IT革命はテレビや新聞に流れていた広告宣伝費がネットへ移転した。それと同じく、コロナ禍は移動ビジネスに投入していたマネーの行き先が変わったのだ。これもニューノーマルの1つの形である。懸念されるのは雇用だ。航空ビジネスは裾野の広いビジネスであり、多くの雇用者を抱える。だが、オンラインビデオ会議システムはそれがない。

航空業界で失業した人はどこへ行くのだろうか。

 

 

ニューノーマルで台頭する中国のテック大手・BATH

また、ニューノーマルの新たな扉は中国企業にも開かれた。

BATHの頭文字で知られるBaidu(百度、バイドゥ)・Alibaba(アリババグループ)・Tencent(テンセント)・Huawei(ファーウェイ)も大きな飛躍を見せた。
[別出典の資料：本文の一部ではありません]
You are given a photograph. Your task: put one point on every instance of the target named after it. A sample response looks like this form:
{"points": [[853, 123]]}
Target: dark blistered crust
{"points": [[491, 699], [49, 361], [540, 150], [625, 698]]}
テンセントはゲーム部門が31%増収した。また、スマートフォンの出荷台数も、これまで王者に君臨していた韓国のサムスン電子を抜き去ってファーウェイが首位に立った。コロナで世界経済が大きな打撃を受ける中、中国経済はいち早く立ち直りの兆しを見せている。

 

eスポーツが新たなエンタメの柱に

コロナ禍でライブ音楽や、イベントが次々と自粛をする中で唯一盛り上がっているものがある。それがeスポーツだ。

2020年におけるeスポーツ市場の売上規模は約10.6億ドルで前年比で10.6%増加した。2023年には約16.0億ドルに達すると見られる。経済産業省は7月、市場規模の拡大や活性化を目指してeスポーツの国際ルール策定に向けて動いた。「ゲームはお遊び」という認識が幕を閉じ、ニューノーマル時代の新たなエンタメとして市場の拡大は続く。

eスポーツはこれには我が国日本のお家芸の「ゲーム」というコンテンツにスポットライトを浴びるチャンスの到来と見るべきだ。世界レベルの日本人プレーヤーも数多く存在する。まさに日本にチャンスの風が吹いているといえる。

コロナ禍は遅々として進むビジネス変革を加速させる。すでにその兆しはあちこちに出ている。旧来の産業で雇用されていた人は新たなニューノーマルを迎合し、必要なスキルや市場価値を身に着けて生きていくことになる。大変なことではあるが、グローバル規模で見た場合にますます世界は合理的に進んでいく。ウイルス進化説で、遺伝子的に人類の進化が促進されるという話があるが、ビジネス界にもウイルス進化説は存在していると感じるのだ。